Syaikh Muhammad bin Amin as-Syinqithi rahimahullah berkata, “Iblis
menganalogikan dirinya dan asal usul ciptaannya, yaitu api, serta ia juga
menganalogikan Adam Alaihissallam dengan asal ucul ciptaannya, yaitu tanah.
Dari analogi (qiyas) ini, Iblis menarik kesimpulan bahwa dirinya lebih
mulia dibanding Adam Alaihissallam , sehingga tidak layak bila ia yang
lebih mulia diperintah untuk sujud kepada Adam Alaihissallam . Iblis
bersandarkan kepada qiyâs padahal ia dapat dalil tegas yang
memerintahkannya untuk sujud kepada Adam Alaihissallam . Menurut ulama’
ahli ushul fiqih, qiyâs semacam ini disebut dengan qiyâs fasid i’itibâr
(tidak pada tempatnya). [Adhwa'ul Bayân, 1/33]

Demikianlah pola pikir Iblis, kemuliaan dan harga diri selalu dikaitkan
dengan asal usul keturunan atau nasab. Padahal kemulian yang sejati
hanyalah terletak pada kedekatan hamba kepada pemilik segala kemuliaan
yaitu Allâh. Allah Azza wa Jalla berfirman ;

إِنَّ أَكْرَمَكُمْ عِنْدَ اللَّهِ أَتْقَاكُمْ

Sesungguhnya orang paling mulia dari kalian ialah orang yang paling
bertaqwa dari kalian.[al-Hujurat/49:13]

Bila demikian, relakah anda untuk meneruskan pola pikir Iblis terkutuk ini,
yaitu dengan beranggapan bahwa kemulian bersumber dari suku, bangsa dan
nasab ? Masihkah Anda beranggapan bahwa “darah biru” lebih tinggi
kedudukannya dan lebih terhormat daripada yang “berdarah merah”? Simaklah
petuah Nabi Shallallahu ‘alaihi wa sallam berikut ini :

مَنْ بَطَّأَ بِهِ عَمَلُهُ لَمْ يُسْرِعْ بِهِ نَسَبُهُ

Barang siapa yang amalannya tidak menyegerakannya (masuk surga) niscaya
nasab keturunannya tidak dapat menyegerakannya. [Riwayat Muslim, no. 2699]

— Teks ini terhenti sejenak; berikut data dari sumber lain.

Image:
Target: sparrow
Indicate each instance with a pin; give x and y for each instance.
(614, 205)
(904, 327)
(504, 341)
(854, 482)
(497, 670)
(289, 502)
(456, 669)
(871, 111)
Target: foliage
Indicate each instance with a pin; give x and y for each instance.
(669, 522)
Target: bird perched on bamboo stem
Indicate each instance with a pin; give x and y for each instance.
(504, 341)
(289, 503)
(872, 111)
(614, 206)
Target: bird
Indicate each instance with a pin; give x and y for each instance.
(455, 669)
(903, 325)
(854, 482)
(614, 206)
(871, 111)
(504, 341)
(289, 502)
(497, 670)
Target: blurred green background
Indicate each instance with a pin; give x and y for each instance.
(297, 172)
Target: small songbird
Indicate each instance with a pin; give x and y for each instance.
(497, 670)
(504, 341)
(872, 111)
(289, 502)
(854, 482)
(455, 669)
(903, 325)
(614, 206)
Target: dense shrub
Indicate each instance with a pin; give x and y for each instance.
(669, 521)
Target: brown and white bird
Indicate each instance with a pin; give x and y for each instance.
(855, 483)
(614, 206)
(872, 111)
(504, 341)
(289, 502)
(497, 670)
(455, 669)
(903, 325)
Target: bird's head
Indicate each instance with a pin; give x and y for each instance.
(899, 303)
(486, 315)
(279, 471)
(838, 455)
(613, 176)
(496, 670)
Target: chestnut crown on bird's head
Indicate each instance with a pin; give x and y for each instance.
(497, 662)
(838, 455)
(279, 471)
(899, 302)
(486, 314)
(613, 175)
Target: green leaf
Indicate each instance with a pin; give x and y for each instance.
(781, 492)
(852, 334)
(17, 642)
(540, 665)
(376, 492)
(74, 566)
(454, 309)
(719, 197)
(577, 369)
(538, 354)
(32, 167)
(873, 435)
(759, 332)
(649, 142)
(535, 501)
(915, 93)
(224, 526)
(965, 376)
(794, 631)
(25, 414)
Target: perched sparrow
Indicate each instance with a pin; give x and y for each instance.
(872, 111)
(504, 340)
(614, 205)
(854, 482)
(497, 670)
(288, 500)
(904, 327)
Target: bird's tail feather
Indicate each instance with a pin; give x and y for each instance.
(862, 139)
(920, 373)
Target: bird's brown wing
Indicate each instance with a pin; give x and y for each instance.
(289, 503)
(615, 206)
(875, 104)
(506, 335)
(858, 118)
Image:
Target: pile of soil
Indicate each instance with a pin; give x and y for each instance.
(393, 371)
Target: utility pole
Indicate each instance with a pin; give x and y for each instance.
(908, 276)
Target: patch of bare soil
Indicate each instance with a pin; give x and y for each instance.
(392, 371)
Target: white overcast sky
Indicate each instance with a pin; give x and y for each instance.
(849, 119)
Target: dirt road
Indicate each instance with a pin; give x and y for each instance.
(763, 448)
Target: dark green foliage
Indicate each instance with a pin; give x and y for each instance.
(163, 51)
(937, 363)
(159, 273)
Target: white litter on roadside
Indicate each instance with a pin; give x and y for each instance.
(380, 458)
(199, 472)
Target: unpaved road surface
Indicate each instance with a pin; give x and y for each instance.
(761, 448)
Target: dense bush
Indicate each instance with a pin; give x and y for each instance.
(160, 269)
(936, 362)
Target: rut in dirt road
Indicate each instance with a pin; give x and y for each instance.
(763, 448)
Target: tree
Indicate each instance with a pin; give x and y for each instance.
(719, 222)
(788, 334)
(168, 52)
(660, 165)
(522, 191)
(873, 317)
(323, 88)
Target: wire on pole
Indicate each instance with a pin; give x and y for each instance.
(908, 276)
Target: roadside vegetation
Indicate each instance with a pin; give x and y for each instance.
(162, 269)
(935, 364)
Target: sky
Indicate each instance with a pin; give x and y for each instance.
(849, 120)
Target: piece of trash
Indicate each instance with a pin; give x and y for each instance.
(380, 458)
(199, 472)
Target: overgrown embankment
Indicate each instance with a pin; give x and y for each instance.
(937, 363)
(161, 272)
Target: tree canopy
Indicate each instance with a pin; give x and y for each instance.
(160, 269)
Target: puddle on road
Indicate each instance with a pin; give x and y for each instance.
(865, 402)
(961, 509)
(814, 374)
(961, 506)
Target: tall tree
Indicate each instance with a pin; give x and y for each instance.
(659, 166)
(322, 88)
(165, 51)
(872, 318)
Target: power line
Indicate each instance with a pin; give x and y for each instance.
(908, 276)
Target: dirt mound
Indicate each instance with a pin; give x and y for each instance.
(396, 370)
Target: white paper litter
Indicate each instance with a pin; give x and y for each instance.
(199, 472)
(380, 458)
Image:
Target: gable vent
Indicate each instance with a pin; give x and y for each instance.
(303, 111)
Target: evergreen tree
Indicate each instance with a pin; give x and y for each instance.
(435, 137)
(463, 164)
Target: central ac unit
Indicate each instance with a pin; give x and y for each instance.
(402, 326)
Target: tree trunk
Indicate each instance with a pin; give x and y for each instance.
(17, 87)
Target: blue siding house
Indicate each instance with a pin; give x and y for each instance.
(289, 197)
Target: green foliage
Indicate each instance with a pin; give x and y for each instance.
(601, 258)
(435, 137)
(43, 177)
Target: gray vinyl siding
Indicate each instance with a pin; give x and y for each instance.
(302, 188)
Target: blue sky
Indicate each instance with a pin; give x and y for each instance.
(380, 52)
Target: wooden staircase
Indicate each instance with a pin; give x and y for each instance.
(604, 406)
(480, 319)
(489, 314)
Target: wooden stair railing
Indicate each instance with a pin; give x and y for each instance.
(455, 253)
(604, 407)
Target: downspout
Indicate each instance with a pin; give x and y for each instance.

Imam Nawawi rahimahullah ketika menerangkan hadits ini, beliau rahimahullah
mengatakan, "Orang yang amalannya hanya sedikit, ia tidak dapat mencapai
kedudukan orang-orang yang banyak beramal. Oleh karena itu, tidak
sepantasnya ia hanya mengandalkan kemuliaan nasab, dan nama harum orang
tua, sedangkan ia tetap bermalas-malasan untuk beramal. [Syarh Shahih
Muslim, Imam nawawi, 17/22]

QIYAS ALA IBLIS KEDUA : KEBEBASAN MEMBERI PEMBELAAN
Allâh Azza wa Jalla berfirman :

قَالُوا وَهُمْ فِيهَا يَخْتَصِمُونَ ﴿٩٦﴾ تَاللَّهِ إِنْ كُنَّا لَفِي
ضَلَالٍ مُبِينٍ﴿٩٧﴾إِذْ نُسَوِّيكُمْ بِرَبِّ الْعَالَمِينَ

Mereka berkata -sambil bertengkar di dalam neraka-, "Sungguh demi Allâh,
kami dahulu semasa hidup di dunia dalam kesesatan yang nyata, karena kami
menyamakan kamu dengan Rabb semesta alam.” [as- Syu’arâ’/26:96-98]

Dasar pemikiran orang-orang musyrikin dalam menyamakan Allâh dengan
selain-Nya ialah dalam hal syafa’at atau pembelaan. Mereka beranggapan
bahwa sesembahan mereka memiliki keleluasaan dalam memberikan pembelaan
kepada mereka di hadapan Allâh Azza wa Jalla.

هَٰؤُلَاءِ شُفَعَاؤُنَا عِنْدَ اللَّهِ

Mereka adalah para pembela kami kelak di sisi Allâh. [Yûnus/10:18]

Mereka mengira bahwa para pemberi syafa'at (pembelaan) dapat memberikan
pembelaan sesuka hatinya di hadapan Allâh, sebagaimana yang biasa mereka
lakukan di hadapan para penguasa dunia. Tidak diragukan, bahwa analisa
mereka ini salah total. Akibat dari analisa salah ini tentu akan
menghasilkan qiyâs atau analogi yang salah pula. Karena para pemberi
syafa'at di hadapan Allâh Azza wa Jalla hanya berani dan kuasa memberikan
syafaat bila mendapatkan izin dari Allâh Subhanahu wa Ta’ala.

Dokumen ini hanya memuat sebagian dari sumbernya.